Pro-choice demonstrators promote reproductive rights at Old Capitol

Before protesters marched down Iowa City streets, they gathered by the Old Capitol Building to hear pro-choice speeches about abortion access and intersectionality.


Larry Phan

Demonstrators gather at the Old Capitol Building to protest Texas’s anti-abortion law.

Anthony Neri, News Reporter

A group of roughly 40 people assembled at the Old Capitol to demonstrate in favor of reproductive rights before they took to a march in the streets on Friday night. 

According the organizers’ Facebook page, the event, called Without Us March, was sparked by an anti-abortion law recently passed in Texas. 

John Green, a Johnson County supervisor, joined the protest on the Pentacrest.

Green said the protest was to ensure the importance of taking action to ensure “health care remains equitable and available.”

“Abortion is health care,” Green said. 

Given the anti-abortion law in Texas and the possibility that Florida may pass a similar law in coming days, Green said right now it is especially important to protect abortion rights.

“We need to make sure that it remains safe and available,” Green said. “It’s under threat right now. We need to mobilize, not take anything for granted, and fight to ensure that everyone has access to health care.”

Jane Sailor, a protester and former UI student, said it was important to protest against laws that limit reproductive health care. 

“I think a lot of the action that’s been done to really limit reproductive health care has been kind of slow and gradual,” Sailor said in an interview. “I think being especially visible in opposition to all that is super important at every stage along the way just to make sure that we’re not like allowing people to sneak in really destructive stuff.”
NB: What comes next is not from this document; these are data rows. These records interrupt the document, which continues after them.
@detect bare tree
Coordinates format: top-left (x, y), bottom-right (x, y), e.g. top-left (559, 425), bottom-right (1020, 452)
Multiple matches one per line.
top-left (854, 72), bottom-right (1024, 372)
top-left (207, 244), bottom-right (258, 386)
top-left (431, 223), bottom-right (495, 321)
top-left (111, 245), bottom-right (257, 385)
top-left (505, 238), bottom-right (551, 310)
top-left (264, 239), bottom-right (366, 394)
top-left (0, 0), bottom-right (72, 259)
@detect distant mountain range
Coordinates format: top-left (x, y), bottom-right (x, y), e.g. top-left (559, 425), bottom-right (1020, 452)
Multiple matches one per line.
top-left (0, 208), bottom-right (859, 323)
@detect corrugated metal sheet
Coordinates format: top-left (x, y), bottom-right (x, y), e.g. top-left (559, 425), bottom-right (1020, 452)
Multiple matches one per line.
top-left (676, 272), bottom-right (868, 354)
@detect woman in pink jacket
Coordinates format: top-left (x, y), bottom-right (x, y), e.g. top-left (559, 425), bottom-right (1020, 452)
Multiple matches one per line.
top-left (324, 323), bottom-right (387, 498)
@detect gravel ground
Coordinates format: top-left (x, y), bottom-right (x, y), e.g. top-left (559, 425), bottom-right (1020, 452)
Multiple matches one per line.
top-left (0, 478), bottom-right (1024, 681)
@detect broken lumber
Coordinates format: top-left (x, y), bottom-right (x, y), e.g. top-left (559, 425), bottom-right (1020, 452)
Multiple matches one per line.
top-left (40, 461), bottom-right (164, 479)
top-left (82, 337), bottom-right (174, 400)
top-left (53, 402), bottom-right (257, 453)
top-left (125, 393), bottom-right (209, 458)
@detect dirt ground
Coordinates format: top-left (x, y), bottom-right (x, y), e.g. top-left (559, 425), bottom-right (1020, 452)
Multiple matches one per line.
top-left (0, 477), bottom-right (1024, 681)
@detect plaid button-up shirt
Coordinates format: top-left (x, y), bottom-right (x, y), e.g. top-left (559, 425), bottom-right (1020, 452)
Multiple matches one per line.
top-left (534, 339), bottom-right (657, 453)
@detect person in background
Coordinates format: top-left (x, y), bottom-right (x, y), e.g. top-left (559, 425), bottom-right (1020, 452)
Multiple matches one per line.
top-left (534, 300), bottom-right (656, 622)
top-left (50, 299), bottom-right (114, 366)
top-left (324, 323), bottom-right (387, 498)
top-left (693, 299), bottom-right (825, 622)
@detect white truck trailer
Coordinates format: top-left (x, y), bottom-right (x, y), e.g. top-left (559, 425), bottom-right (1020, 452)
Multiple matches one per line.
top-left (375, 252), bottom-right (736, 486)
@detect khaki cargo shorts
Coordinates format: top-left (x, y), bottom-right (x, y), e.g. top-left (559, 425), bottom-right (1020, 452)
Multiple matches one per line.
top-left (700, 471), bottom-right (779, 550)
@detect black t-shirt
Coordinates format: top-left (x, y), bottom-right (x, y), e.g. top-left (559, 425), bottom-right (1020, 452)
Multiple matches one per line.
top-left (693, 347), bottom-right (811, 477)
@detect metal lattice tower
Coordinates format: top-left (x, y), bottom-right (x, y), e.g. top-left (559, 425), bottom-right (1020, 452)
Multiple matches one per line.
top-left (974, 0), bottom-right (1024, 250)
Sailor also said she hopes the protest gets the attention of people who have not been paying particular attention to the debate surrounding abortion. 

“I honestly am hoping folks will come up and ask why we’re out tonight, so we’re able to kind of spread some more direct knowledge and that can lead to more action,” she said.

Mica Doolan, one of the event’s organizers, introduced the event and condemned the new Texas abortion law SB8.

“With this law anyone who has had an abortion, provides an abortion, or helps someone get an abortion can be sued,” Doolan said. 

“We believe this is a disgusting attack on people with a uterus and people who are trying to provide medical care,” she said. “News has just passed that a copycat bill has been introduced in Florida. We believe that Iowa can be next.”

After acknowledging the historical experiences of indigenous communities and their connection to the land of Iowa, Doolan said of succeeding speakers yet to step up, “We hope that by having these people share their experiences and knowledge, we can create constructive conversations surrounding reproductive rights and end abortion stigmas.”

Doolan also pointed out a voter registration table that organizers set up at the event before sharing a personal story. 

“We hope that you will vote for candidates that will uphold reproductive healthcare rights, as it is such an important issue that affects a wide variety of people,” she said.